Talk:Structural Assumption
Can Structural Assumptions Be Tested?
The article claims that structural assumptions are 'the epistemic debt that causal science accumulates and almost never repays.' But I want to push harder: is the very idea of testing a structural assumption coherent?
If a structural assumption is the presupposition that a system's causal architecture is stable across contexts, then testing it would require comparing the system's structure in context A to its structure in context B. But to compare structures, we need a model of each structure. And the model itself encodes structural assumptions. We are caught in a regress: the tool we use to test the assumption already contains the assumption.
Pearl's do-calculus offers one escape: if we have data from multiple contexts, we can test whether the conditional independencies implied by the DAG hold across contexts.
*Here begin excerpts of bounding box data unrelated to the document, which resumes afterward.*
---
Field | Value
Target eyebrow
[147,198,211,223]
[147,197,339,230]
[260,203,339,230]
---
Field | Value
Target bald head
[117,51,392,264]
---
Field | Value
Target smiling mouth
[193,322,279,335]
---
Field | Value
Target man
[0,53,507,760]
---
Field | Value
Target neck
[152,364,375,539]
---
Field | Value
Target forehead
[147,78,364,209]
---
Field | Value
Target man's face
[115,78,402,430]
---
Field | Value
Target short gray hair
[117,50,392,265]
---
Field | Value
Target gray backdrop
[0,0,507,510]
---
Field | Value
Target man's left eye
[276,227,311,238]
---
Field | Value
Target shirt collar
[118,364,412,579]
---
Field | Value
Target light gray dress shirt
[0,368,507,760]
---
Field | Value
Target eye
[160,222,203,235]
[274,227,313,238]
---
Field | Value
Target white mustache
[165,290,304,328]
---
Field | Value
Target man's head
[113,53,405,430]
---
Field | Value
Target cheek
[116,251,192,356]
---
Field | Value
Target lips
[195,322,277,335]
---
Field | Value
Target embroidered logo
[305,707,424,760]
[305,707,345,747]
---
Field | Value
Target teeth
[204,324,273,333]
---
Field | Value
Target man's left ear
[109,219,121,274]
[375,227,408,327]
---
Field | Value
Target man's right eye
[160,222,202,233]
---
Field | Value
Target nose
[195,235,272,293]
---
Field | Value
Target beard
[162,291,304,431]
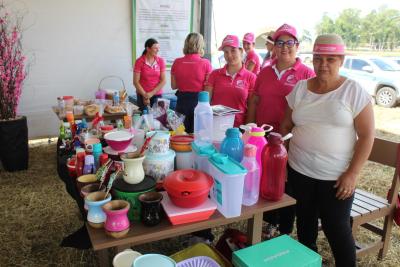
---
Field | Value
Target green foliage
[316,6,400,51]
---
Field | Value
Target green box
[232,235,322,267]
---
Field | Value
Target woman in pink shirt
[205,35,256,127]
[171,32,212,133]
[243,32,260,75]
[133,38,165,111]
[247,24,315,239]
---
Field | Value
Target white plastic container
[209,153,247,218]
[143,150,175,182]
[192,142,217,175]
[194,91,213,146]
[175,151,193,170]
[213,114,235,142]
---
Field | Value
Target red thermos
[260,133,288,201]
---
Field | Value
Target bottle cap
[198,91,210,102]
[244,144,257,158]
[225,127,240,137]
[85,155,94,165]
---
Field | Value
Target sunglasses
[275,40,299,48]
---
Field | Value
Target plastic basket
[176,256,221,267]
[170,243,232,267]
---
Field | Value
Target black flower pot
[0,116,29,172]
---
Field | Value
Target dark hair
[142,38,158,56]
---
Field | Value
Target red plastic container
[104,131,133,151]
[164,169,214,208]
[260,133,288,201]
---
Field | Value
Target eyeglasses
[275,40,299,48]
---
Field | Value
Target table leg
[96,249,110,267]
[247,212,263,245]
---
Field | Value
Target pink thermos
[260,132,290,201]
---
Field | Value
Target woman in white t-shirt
[281,34,374,266]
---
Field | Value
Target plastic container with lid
[219,128,243,162]
[143,150,175,182]
[209,153,247,218]
[192,142,217,174]
[164,169,214,208]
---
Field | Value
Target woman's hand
[334,171,357,200]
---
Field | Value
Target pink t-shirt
[171,54,212,92]
[254,58,315,131]
[207,65,256,127]
[244,50,260,75]
[133,55,165,95]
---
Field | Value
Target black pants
[137,94,161,111]
[288,166,356,267]
[263,178,296,235]
[175,91,199,133]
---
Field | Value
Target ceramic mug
[113,248,142,267]
[146,131,169,154]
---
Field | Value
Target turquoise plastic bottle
[220,128,244,162]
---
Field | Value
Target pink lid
[244,144,257,158]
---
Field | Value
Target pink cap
[218,35,242,51]
[313,34,346,55]
[243,32,255,44]
[272,23,297,41]
[244,144,257,158]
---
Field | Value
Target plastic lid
[225,127,240,137]
[192,142,217,157]
[85,155,94,165]
[250,127,265,136]
[198,91,210,102]
[164,169,214,192]
[112,175,156,193]
[208,153,247,175]
[132,254,176,267]
[244,144,257,158]
[268,132,283,144]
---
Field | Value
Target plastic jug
[239,123,257,144]
[241,144,260,206]
[209,153,247,218]
[220,128,243,162]
[247,124,273,172]
[194,91,213,146]
[260,132,288,201]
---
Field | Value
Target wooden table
[86,194,296,266]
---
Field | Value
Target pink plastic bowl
[104,131,133,151]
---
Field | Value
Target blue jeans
[288,166,356,267]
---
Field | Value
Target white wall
[5,0,200,138]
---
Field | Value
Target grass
[0,107,400,267]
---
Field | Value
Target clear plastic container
[209,153,247,218]
[241,144,260,206]
[194,91,213,146]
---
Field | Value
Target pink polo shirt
[244,50,260,75]
[254,58,315,131]
[207,65,256,127]
[171,54,212,92]
[133,55,165,95]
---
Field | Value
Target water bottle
[113,92,119,106]
[220,128,243,162]
[260,132,288,201]
[194,91,213,146]
[241,144,260,206]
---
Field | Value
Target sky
[213,0,400,47]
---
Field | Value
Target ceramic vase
[121,153,145,184]
[102,200,130,238]
[85,192,111,228]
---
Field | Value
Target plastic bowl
[104,131,133,151]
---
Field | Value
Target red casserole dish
[164,169,214,208]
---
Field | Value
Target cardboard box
[232,235,322,267]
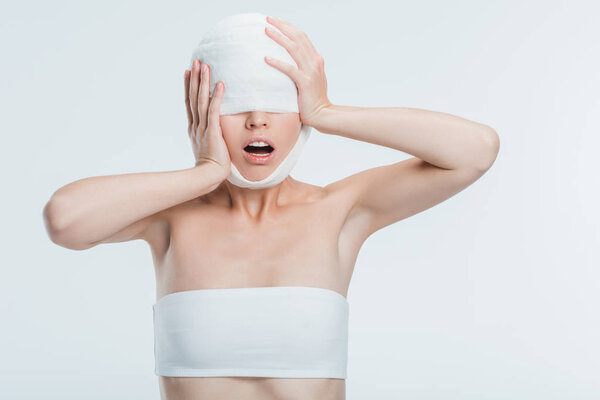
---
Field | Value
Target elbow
[477,126,500,172]
[42,193,93,250]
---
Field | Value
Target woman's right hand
[184,60,231,177]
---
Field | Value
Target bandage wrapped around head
[189,13,311,189]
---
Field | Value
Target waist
[153,286,349,379]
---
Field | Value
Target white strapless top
[152,286,349,379]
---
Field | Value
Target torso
[146,178,366,400]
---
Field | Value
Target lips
[243,136,277,164]
[243,136,275,148]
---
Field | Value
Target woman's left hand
[265,16,331,126]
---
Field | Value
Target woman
[44,12,499,400]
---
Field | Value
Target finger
[183,69,194,130]
[208,81,225,129]
[265,27,311,69]
[265,56,302,85]
[198,64,210,130]
[267,16,316,54]
[189,60,200,126]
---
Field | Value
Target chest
[161,198,352,289]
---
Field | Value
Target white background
[0,0,600,400]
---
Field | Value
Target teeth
[248,142,270,147]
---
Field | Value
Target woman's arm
[43,162,225,250]
[312,105,499,170]
[311,105,500,236]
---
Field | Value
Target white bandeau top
[152,286,349,379]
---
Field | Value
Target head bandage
[190,13,311,189]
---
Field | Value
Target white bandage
[189,13,311,189]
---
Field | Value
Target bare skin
[44,14,499,400]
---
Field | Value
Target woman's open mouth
[244,141,275,164]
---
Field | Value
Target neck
[221,176,296,219]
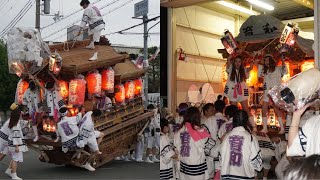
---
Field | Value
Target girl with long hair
[220,110,262,179]
[224,56,257,131]
[174,107,216,180]
[258,54,288,134]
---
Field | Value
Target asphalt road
[0,150,160,180]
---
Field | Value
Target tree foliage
[0,40,19,111]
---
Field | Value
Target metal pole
[313,0,320,68]
[143,15,149,107]
[36,0,40,31]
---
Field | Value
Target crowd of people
[160,100,320,180]
[160,54,320,180]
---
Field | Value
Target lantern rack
[27,40,154,167]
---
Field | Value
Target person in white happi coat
[287,103,320,157]
[77,109,102,171]
[254,132,276,180]
[174,107,217,180]
[220,110,262,179]
[201,103,218,178]
[55,107,79,153]
[22,81,42,142]
[160,118,177,180]
[224,55,257,131]
[210,100,228,177]
[275,109,317,180]
[218,105,238,141]
[79,0,105,61]
[258,54,288,134]
[6,105,28,180]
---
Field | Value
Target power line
[0,0,9,10]
[41,0,120,30]
[105,16,160,35]
[4,1,18,14]
[0,0,35,38]
[43,0,134,39]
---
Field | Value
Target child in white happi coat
[160,119,177,180]
[275,110,316,180]
[258,54,288,134]
[22,81,42,142]
[79,0,105,61]
[218,105,238,141]
[55,107,79,153]
[6,105,28,180]
[144,104,160,163]
[224,54,257,131]
[174,107,216,180]
[287,103,320,157]
[254,132,276,180]
[220,110,262,179]
[201,103,218,178]
[77,109,102,171]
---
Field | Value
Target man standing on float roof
[79,0,105,61]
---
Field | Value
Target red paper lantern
[134,79,142,96]
[69,108,79,117]
[58,80,69,98]
[69,79,86,105]
[16,79,29,104]
[124,81,135,100]
[114,84,126,104]
[101,67,114,93]
[87,71,101,94]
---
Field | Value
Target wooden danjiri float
[22,37,153,167]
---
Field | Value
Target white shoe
[89,52,98,61]
[82,163,96,171]
[86,41,94,49]
[12,173,22,180]
[144,157,153,163]
[152,156,160,163]
[33,136,39,142]
[4,169,12,177]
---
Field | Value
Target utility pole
[143,15,149,107]
[36,0,40,32]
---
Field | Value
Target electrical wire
[105,16,160,35]
[40,0,120,30]
[0,0,35,38]
[3,1,18,14]
[0,0,9,10]
[43,0,134,39]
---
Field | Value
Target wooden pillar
[167,8,177,113]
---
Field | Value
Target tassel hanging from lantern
[124,81,135,101]
[58,80,69,98]
[101,67,114,93]
[87,71,101,95]
[69,78,86,106]
[15,79,29,104]
[134,78,143,96]
[115,84,126,105]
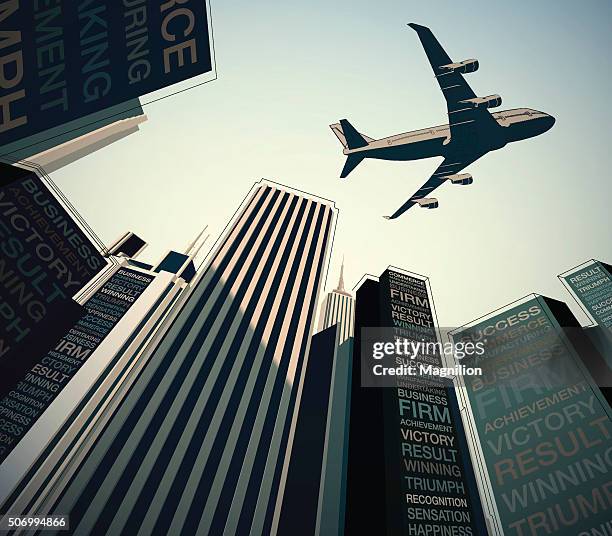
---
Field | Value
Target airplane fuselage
[344,108,554,161]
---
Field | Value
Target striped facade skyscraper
[318,260,355,344]
[25,181,336,535]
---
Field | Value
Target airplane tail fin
[340,119,368,149]
[340,153,365,179]
[330,119,374,179]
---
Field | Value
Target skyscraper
[318,259,355,344]
[0,231,207,511]
[344,268,486,536]
[452,294,612,536]
[0,99,147,173]
[14,181,336,535]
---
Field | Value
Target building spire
[336,255,346,292]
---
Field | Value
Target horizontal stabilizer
[340,153,364,179]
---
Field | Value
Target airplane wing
[385,154,482,220]
[408,23,498,138]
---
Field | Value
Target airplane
[330,23,555,219]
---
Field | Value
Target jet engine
[440,60,479,74]
[461,95,501,108]
[444,173,474,186]
[414,197,438,208]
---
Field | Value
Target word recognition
[379,270,485,536]
[0,0,212,145]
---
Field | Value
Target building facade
[13,182,336,535]
[452,295,612,536]
[344,268,487,536]
[318,260,355,343]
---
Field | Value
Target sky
[46,0,612,327]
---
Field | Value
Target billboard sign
[560,260,612,328]
[0,0,212,146]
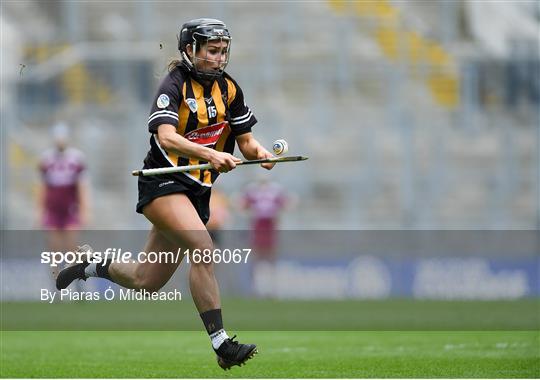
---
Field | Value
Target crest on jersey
[186,98,197,112]
[156,94,170,108]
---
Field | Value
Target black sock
[96,261,112,281]
[201,309,223,335]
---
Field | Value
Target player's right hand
[209,151,242,173]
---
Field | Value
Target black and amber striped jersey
[144,67,257,187]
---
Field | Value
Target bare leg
[109,227,182,292]
[141,194,221,313]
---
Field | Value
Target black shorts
[137,174,211,224]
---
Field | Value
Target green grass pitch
[0,300,540,378]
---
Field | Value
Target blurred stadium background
[0,0,540,300]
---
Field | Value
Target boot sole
[217,347,259,371]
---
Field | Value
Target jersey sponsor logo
[186,98,198,112]
[158,181,174,187]
[156,94,170,108]
[184,121,229,146]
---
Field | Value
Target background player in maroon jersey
[38,123,89,278]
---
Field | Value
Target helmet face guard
[178,19,231,80]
If they don't, the structural assumption fails. But this test only checks whether the DAG is consistent with the data, not whether the DAG is correct. A DAG that omits a confounder will pass the test if the confounder is unmeasured and its effects are swamped by noise.
The deeper issue is that structural assumptions are not empirical hypotheses. They are framing choices. They determine what counts as a variable, what counts as a mechanism, what counts as a context. And framing choices cannot be tested against the world because they are what makes the world available for testing.
This is not relativism. Some structural assumptions are better than others — more productive, more precise, more general. But 'better' is a pragmatic judgment, not an empirical one. The structural assumption is not a claim about the world. It is a commitment to investigating the world in a particular way.
I am not sure this is right. The article leans toward the position that structural assumptions should be tested. I want to hear the counter-argument: that they cannot be tested, only evaluated, and that the evaluation criteria are not the criteria of empirical science but the criteria of pragmatic success.